Roark is a brilliant young architect of the modern school, whose bold and innovative designs are rejected by large segments of society. Although Ayn Rand does not base Roark's life on the specific events of Frank Lloyd Wright's life, Roark does possess many of the qualities and face many of the obstacles that the great, real-life, American modernist did.
Like Wright (1869–1959), Roark is fiercely independent. He believes in the merit of his revolutionary designs and has the courage to stand for them in the face of an antagonistic society. He is presented as the author's version of an ideal man — one who embodies the virtues of Ayn Rand's Objectivist philosophy. Roark is the antithesis of contemporary belief that an individual is molded by social forces. He is not the product of his upbringing, his economic class, his family, his religious training, or his social background. He is a product of the choices he has made. Roark is an example of free will — the theory that an individual has the power, by virtue of the choices he makes, to control the outcome of his own life. A man's thinking and values are not controlled by God or the fates or society or any external factor — but solely by his own choice. Others (like Keating) may choose to submit, but Roark will not. He is his own man.
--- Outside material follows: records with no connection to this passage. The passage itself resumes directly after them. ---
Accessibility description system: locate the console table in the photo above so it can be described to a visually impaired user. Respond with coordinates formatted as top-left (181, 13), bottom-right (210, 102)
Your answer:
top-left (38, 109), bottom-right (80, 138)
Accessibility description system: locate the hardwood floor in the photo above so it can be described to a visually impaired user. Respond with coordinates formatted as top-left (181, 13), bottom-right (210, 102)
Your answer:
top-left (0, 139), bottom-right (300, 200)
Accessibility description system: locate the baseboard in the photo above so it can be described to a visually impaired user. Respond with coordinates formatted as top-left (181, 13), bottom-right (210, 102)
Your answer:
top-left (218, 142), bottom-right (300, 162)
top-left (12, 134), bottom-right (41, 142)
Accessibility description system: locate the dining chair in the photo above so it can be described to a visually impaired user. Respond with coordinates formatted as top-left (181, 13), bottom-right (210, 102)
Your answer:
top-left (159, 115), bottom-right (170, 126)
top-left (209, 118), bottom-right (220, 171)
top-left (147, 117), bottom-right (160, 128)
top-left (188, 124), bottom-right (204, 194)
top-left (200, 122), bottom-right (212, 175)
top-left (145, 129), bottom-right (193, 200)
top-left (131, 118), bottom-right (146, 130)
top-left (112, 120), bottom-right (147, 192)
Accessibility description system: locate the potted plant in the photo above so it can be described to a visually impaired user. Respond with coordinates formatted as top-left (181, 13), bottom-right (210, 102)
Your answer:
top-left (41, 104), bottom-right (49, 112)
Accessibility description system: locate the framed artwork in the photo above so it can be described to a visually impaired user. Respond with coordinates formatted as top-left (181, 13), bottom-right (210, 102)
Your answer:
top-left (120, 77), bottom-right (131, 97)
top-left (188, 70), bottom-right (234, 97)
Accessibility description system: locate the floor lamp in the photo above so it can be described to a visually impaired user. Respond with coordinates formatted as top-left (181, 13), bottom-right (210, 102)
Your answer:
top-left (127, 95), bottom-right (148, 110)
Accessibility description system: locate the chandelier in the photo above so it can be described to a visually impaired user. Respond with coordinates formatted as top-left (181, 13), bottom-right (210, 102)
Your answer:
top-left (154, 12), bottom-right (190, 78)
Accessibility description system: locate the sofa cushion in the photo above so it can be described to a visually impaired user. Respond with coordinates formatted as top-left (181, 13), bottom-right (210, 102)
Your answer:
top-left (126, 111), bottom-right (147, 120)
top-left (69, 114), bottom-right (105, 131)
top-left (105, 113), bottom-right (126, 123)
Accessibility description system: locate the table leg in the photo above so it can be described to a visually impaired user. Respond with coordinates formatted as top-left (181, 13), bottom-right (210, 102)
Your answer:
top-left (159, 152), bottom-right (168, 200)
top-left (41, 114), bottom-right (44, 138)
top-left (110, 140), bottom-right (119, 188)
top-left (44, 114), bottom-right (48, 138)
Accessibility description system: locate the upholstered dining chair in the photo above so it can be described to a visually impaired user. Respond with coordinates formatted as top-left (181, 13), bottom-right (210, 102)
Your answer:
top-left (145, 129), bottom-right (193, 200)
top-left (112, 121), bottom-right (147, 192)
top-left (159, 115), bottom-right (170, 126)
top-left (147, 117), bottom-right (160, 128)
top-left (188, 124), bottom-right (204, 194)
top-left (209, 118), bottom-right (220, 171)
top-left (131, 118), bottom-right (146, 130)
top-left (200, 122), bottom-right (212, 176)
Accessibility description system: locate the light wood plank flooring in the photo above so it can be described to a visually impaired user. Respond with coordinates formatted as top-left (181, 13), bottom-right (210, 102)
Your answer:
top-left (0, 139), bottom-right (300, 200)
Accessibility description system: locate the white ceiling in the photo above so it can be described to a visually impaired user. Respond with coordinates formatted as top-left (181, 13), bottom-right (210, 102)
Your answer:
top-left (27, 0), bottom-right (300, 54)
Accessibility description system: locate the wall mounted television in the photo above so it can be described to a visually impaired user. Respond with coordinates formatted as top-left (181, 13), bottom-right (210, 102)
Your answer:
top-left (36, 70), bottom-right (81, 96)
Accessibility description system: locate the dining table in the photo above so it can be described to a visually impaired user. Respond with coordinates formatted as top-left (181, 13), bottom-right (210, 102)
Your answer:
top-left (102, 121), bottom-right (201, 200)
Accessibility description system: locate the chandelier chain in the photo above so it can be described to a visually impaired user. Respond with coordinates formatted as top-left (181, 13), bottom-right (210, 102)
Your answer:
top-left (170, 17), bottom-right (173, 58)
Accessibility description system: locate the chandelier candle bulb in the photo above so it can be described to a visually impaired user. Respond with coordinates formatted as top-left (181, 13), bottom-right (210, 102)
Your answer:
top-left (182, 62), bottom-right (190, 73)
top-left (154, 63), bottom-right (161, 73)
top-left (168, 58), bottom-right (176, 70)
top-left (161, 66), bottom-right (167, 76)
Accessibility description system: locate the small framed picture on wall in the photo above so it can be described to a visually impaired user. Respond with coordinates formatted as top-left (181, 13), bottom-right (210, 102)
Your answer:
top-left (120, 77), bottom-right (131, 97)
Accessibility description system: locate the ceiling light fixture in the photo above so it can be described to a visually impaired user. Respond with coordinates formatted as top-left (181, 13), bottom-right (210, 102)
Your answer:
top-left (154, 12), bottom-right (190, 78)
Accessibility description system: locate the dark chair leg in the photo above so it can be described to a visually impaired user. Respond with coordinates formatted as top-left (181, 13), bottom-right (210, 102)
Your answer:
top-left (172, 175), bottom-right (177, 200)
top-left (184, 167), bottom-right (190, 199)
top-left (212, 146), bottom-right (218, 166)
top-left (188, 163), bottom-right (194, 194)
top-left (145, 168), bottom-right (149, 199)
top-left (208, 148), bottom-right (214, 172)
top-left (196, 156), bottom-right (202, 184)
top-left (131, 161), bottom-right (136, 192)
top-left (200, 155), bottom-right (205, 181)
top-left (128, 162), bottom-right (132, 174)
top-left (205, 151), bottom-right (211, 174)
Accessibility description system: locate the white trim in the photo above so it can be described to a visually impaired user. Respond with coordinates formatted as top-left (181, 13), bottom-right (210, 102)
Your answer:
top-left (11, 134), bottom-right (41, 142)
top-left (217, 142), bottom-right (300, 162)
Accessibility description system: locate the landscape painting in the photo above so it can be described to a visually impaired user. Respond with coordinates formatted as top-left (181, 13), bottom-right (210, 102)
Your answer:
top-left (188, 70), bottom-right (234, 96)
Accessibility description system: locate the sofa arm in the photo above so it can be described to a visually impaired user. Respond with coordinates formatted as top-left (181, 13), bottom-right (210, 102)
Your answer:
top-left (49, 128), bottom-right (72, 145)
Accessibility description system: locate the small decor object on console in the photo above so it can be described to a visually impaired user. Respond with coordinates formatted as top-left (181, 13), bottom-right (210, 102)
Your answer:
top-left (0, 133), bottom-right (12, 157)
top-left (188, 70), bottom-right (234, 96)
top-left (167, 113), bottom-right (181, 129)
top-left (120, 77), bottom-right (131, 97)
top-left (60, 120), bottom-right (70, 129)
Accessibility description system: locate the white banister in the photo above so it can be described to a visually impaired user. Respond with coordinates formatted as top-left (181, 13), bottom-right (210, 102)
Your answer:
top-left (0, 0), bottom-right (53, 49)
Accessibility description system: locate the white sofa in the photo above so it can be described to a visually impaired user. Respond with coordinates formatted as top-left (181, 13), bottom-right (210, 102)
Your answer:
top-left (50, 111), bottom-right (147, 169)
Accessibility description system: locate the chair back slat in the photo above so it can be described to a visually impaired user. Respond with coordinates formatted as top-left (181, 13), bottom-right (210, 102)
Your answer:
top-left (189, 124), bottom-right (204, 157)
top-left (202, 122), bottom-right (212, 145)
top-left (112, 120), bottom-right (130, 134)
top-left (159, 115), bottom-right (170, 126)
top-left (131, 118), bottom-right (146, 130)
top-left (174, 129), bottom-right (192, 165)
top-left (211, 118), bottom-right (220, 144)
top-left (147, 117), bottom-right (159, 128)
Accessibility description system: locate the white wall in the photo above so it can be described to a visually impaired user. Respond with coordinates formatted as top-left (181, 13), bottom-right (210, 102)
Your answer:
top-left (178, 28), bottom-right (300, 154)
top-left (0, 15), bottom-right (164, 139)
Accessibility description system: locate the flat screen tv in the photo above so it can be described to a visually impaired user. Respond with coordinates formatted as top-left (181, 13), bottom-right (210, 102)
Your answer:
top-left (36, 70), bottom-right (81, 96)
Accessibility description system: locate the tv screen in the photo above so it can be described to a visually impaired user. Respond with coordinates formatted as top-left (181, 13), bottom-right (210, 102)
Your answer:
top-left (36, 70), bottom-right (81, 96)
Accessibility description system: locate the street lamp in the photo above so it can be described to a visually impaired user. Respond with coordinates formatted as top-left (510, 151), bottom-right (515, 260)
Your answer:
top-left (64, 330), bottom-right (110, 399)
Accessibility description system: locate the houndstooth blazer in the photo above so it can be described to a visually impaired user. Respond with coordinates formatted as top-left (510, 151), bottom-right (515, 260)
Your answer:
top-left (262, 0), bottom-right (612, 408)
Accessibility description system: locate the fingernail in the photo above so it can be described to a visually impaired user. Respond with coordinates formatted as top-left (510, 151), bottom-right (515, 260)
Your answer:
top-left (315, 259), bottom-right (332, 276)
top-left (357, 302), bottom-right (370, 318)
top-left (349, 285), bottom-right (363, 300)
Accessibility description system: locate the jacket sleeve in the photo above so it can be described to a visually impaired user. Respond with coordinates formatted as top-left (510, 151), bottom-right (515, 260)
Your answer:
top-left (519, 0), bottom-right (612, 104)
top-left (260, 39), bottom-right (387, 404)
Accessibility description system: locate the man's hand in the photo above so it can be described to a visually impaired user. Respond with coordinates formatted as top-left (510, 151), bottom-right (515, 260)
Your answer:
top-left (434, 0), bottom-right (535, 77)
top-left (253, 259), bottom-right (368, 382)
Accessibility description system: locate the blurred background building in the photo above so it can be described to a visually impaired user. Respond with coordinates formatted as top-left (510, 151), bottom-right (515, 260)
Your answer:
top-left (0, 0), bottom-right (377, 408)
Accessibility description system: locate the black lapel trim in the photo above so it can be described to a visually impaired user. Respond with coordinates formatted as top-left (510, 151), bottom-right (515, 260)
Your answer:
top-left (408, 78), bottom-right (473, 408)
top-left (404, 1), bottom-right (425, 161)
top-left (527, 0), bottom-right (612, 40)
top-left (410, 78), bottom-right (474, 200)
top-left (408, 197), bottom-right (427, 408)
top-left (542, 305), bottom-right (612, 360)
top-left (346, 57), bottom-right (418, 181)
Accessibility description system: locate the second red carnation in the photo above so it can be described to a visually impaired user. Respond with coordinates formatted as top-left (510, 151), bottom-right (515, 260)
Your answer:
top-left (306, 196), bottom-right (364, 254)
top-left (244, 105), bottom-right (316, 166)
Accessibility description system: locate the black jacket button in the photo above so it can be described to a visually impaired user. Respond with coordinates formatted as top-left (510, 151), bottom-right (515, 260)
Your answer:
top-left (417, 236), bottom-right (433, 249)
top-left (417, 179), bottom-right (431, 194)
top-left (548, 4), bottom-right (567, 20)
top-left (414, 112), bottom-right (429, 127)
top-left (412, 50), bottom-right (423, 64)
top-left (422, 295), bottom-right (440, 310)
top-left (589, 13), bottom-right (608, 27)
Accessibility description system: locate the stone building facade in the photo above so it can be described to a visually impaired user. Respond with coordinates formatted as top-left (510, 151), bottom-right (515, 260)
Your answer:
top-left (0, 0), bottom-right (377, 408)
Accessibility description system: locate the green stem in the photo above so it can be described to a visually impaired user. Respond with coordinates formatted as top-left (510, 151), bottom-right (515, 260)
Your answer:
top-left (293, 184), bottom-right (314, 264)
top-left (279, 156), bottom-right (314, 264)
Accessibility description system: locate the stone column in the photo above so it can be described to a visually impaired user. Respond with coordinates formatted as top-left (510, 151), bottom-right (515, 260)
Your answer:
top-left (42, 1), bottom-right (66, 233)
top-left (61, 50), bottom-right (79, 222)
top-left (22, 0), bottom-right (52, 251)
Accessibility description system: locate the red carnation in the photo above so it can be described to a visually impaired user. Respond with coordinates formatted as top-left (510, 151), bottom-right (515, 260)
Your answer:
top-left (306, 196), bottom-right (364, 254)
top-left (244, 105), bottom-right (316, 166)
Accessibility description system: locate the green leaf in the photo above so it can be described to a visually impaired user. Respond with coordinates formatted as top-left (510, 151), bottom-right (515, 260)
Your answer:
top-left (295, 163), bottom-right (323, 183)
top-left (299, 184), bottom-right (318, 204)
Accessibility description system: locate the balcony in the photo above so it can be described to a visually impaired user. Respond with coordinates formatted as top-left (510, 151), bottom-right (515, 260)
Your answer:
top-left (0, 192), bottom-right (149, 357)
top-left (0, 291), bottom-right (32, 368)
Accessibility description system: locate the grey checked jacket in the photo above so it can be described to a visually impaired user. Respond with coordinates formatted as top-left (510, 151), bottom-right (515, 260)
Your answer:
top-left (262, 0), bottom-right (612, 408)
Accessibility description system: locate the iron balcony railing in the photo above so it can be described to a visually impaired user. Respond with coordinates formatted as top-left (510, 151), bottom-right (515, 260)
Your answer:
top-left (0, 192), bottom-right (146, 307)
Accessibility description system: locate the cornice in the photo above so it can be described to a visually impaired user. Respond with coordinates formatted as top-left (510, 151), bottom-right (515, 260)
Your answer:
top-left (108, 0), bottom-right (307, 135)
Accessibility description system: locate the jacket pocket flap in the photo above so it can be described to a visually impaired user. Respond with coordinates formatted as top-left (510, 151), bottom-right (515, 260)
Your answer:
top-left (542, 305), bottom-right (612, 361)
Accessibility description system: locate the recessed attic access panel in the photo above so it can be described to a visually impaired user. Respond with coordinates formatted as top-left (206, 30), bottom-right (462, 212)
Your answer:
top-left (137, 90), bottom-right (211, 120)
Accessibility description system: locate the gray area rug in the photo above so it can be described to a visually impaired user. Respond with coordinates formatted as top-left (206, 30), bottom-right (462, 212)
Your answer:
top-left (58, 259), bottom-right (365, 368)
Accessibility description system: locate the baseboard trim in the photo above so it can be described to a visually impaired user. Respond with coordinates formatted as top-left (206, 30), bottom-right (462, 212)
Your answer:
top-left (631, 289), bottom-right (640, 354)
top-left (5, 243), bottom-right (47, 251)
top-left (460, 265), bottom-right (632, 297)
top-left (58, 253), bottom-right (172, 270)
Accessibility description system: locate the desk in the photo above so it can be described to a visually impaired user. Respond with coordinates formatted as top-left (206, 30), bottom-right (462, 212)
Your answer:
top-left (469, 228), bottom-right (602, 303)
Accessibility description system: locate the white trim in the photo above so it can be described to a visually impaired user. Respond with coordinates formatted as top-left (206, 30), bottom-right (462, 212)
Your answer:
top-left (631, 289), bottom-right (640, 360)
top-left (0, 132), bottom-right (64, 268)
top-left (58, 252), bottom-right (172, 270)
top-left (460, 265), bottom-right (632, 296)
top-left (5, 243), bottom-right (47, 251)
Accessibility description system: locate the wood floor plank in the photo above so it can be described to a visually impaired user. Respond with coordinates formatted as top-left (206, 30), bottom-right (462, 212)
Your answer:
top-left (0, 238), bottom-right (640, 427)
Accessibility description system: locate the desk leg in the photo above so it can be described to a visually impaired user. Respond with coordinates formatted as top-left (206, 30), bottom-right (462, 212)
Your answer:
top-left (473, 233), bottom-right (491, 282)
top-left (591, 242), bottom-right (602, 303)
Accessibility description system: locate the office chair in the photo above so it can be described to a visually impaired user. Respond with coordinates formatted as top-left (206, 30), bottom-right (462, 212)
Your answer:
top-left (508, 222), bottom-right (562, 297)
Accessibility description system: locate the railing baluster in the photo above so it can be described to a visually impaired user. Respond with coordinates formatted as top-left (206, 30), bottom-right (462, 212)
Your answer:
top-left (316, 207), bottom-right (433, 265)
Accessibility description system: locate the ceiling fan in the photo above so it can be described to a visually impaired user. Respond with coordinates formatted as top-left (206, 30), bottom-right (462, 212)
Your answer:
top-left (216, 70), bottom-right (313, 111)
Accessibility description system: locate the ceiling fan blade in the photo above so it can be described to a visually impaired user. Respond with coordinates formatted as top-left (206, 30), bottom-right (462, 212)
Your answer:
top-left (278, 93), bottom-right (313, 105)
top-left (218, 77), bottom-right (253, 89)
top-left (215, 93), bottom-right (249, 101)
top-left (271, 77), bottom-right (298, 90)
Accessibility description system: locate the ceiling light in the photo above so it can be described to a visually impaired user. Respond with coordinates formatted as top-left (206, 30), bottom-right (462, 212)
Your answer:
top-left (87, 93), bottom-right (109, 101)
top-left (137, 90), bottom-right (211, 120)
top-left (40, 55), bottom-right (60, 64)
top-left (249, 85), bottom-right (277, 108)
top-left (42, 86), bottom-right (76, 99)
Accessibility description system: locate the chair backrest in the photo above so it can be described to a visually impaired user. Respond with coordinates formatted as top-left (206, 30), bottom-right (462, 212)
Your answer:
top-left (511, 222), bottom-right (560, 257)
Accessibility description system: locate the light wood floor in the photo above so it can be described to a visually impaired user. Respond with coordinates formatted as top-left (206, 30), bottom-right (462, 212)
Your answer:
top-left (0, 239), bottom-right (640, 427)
Because Roark is his own man from the beginning, there is no change in the essence of Roark's character. He learns a significant amount over the course of the story — about architecture, the "principle behind the Dean," and other matters — but his fundamental convictions remain untouched. The essence of his character is an unswerving devotion to his own thinking and judgment. Roark is like this from the first moment of the story to the last — and, most likely, he has been this way since early childhood. An independent man like Roark learns a great deal of content in his life — indeed, because of his commitment to the fullest use of his own mind, he is the only type of person who can. But his method of functioning, his devotion to autonomous thinking, does not change. Because Roark's method of functioning doesn't change, he is able to create and successfully fight for revolutionary designs.